К речному берегу сошлись кустарники и деревья. Мало, даже рощей не назвать, и голые ветви не могли защитить от слёз Двуликого, но всё лучше, чем под холмом меж полей.
Травы, жёсткие и высокие, мешали идти. Рогачи высоко поднимали ноги, нептица сердилась, хватая стебли клювом, но не могла сломать.
Ветер налетал, ревя, как будто понял: ещё немного, и путники уйдут от него под укрытие стволов, больше не выйдет поиграть.
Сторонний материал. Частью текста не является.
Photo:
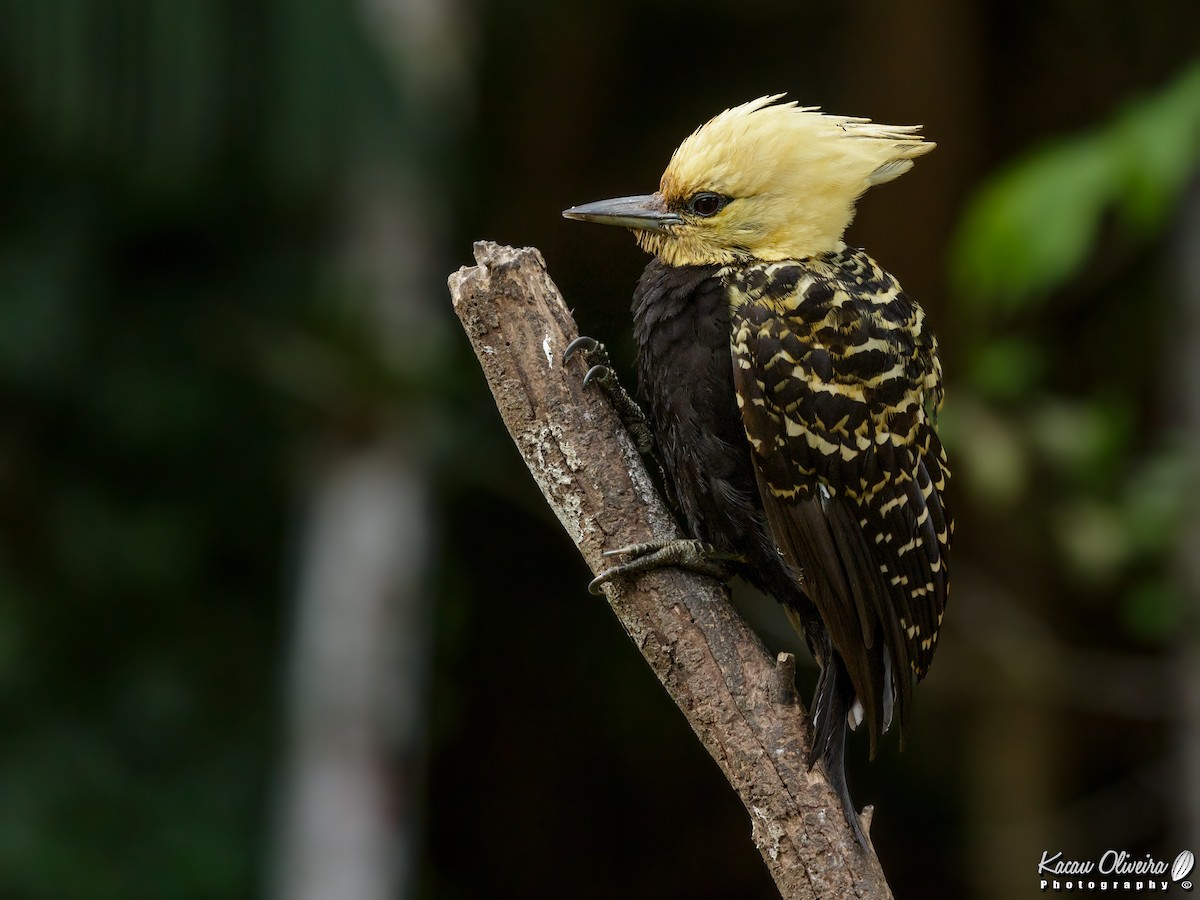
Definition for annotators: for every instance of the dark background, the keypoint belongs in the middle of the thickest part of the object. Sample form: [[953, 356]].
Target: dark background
[[259, 521]]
Бил когтистыми лапами. Река пузырилась и шумела, такая же тёмная, как холм над ней.
Дочь леса едва не упустила платок — ветер сдёрнул его, затрепал, но не смог вырвать из руки. Пятнистый рогач вытянул шею, напрягаясь, зажмурился, кое-как продрался сквозь кустарник, оставляя клочья шерсти. Нептица шла по его следам.
У первых деревьев Шогол-Ву спешился. Огляделся, щуря глаза и прикрывая ладонью мокрое лицо. Поймал низкую ветвь, готовую ударить.
— Здесь был сад, — сказал он.
Деревья и вправду были те, что росли у людей в садах, принося круглые плоды, бледно-жёлтые, как око Одноглазого. О них давно не заботились, дорожки заросли, кое-где виднелись покривившиеся изгороди. Калитка упала, и над ней стоял высокий куст.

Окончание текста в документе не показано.